Am 26.02.20 um 04:31 schrieb Francois Gouget:
So I'll hijack this thread a bit...
Would a GSOC project to improve the TestBot make sense / fit into the GSOC mandate? Like some other proposals it would not be on the Wine codebase but still the Wine infrastructure.
We had a gsoc project in 2018 about extending my automated performance tests, so personally I would say the testbot qualifies too.
Am 26.02.20 um 02:31 schrieb Francois Gouget:
So I'll hijack this thread a bit...
Would a GSOC project to improve the TestBot make sense / fit into the GSOC mandate? Like some other proposals it would not be on the Wine codebase but still the Wine infrastructure.

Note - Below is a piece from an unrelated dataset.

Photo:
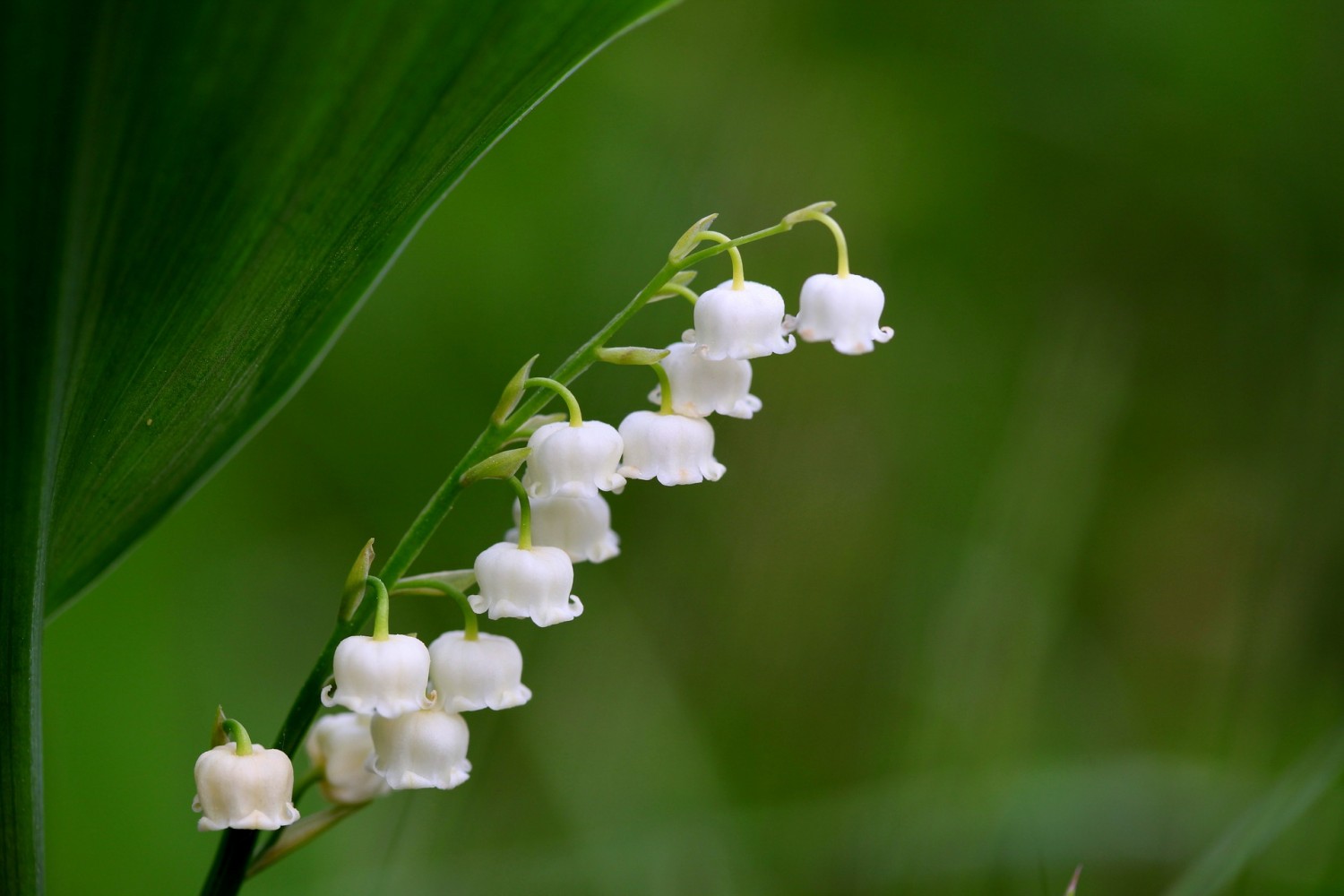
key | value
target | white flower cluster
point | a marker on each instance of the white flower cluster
(403, 727)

I'd say testbot is totally qualified for GSoC, please add your ideas to the list on the wiki
I'm not sure does it make sense to post a news about Wine's GSoC in WineHQ.org?
On Tue, Mar 3, 2020 at 8:16 PM André Hentschel nerv@dawncrow.de wrote:
Am 26.02.20 um 02:31 schrieb Francois Gouget:
So I'll hijack this thread a bit...
Would a GSOC project to improve the TestBot make sense / fit into the GSOC mandate? Like some other proposals it would not be on the Wine codebase but still the Wine infrastructure.
I'd say testbot is totally qualified for GSoC, please add your ideas to the list on the wiki
Am 22.03.20 um 15:34 schrieb Jactry Zeng:
I'm not sure does it make sense to post a news about Wine's GSoC in WineHQ.org?
Yes, that'd be a good thing. Could you do that please?